Question

A red star having radius \( r_R \) at a temperature \( T_R \) and a white star having radius \( r_W \) at a temperature \( T_W \), radiate the same total power. If these stars radiate as perfect black bodies, then

• A. \( r_R>r_W \) and \( T_R>T_W \)
• B. \( r_R<r_W \) and \( T_R>T_W \)
• C. \( r_R>r_W \) and \( T_R<T_W \)
• D. \( r_R<r_W \) and \( T_R<T_W \)

Hint:

In Stefan-Boltzmann's law, the radiated power depends on both the temperature and the surface area, which is proportional to the square of the radius.

Answer 1

The Correct Option is C

Step 1: Understanding Stefan-Boltzmann Law.
According to the Stefan-Boltzmann law, the power radiated by a black body is proportional to the fourth power of its temperature and the surface area.
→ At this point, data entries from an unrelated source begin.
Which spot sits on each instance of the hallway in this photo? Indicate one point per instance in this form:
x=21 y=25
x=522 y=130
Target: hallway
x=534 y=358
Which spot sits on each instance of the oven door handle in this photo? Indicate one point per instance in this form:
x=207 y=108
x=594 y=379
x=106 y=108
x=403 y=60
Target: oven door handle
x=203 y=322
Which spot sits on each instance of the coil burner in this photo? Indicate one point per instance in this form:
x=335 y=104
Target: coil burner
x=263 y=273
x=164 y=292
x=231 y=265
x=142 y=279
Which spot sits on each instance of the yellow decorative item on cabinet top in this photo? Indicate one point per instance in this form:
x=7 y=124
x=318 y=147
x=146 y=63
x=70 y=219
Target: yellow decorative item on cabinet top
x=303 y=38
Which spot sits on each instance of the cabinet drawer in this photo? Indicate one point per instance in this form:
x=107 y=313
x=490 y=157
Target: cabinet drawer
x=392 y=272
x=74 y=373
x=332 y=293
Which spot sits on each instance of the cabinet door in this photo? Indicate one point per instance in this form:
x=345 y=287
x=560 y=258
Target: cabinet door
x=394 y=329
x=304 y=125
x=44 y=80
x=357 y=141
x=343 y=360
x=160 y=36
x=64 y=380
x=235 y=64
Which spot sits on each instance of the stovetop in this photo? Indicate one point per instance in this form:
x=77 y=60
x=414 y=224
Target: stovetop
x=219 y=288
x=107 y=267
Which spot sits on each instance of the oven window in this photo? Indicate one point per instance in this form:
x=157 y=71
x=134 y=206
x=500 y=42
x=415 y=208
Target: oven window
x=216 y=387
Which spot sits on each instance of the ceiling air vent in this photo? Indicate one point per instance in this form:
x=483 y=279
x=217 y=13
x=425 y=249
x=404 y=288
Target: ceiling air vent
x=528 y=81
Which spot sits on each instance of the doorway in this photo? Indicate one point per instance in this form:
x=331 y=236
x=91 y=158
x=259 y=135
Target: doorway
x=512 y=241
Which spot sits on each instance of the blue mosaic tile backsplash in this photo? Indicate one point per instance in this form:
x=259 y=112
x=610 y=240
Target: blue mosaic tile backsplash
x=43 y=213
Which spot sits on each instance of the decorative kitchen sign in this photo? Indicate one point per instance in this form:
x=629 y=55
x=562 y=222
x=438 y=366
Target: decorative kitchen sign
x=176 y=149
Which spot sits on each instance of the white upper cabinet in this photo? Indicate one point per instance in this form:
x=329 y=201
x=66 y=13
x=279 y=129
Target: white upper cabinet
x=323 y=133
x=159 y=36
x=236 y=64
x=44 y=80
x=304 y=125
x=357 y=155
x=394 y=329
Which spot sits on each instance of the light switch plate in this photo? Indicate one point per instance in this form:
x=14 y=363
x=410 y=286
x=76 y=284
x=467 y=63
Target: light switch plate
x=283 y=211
The total power radiated \( P \) by a star is given by: \[ P = \sigma A T^4 = \sigma (4\pi r^2) T^4 \] where \( \sigma \) is the Stefan-Boltzmann constant, \( r \) is the radius of the star, and \( T \) is the temperature.
Step 2: Equating the power of both stars.
Since both stars radiate the same total power: \[ P_R = P_W \quad \Rightarrow \quad \sigma (4\pi r_R^2) T_R^4 = \sigma (4\pi r_W^2) T_W^4 \] Simplifying, we get: \[ r_R^2 T_R^4 = r_W^2 T_W^4 \]
Step 3: Solving for the relationship between \( r_R \) and \( r_W \), and \( T_R \) and \( T_W \).
Taking the square root of both sides: \[ r_R T_R^2 = r_W T_W^2 \] Thus, \( r_R \) and \( r_W \) are inversely related to \( T_R^2 \) and \( T_W^2 \). For \( r_R \) to be less than \( r_W \), \( T_R \) must be greater than \( T_W \).
Step 4: Conclusion.
The correct relationship is \( r_R<r_W \) and \( T_R>T_W \), so the correct answer is (B).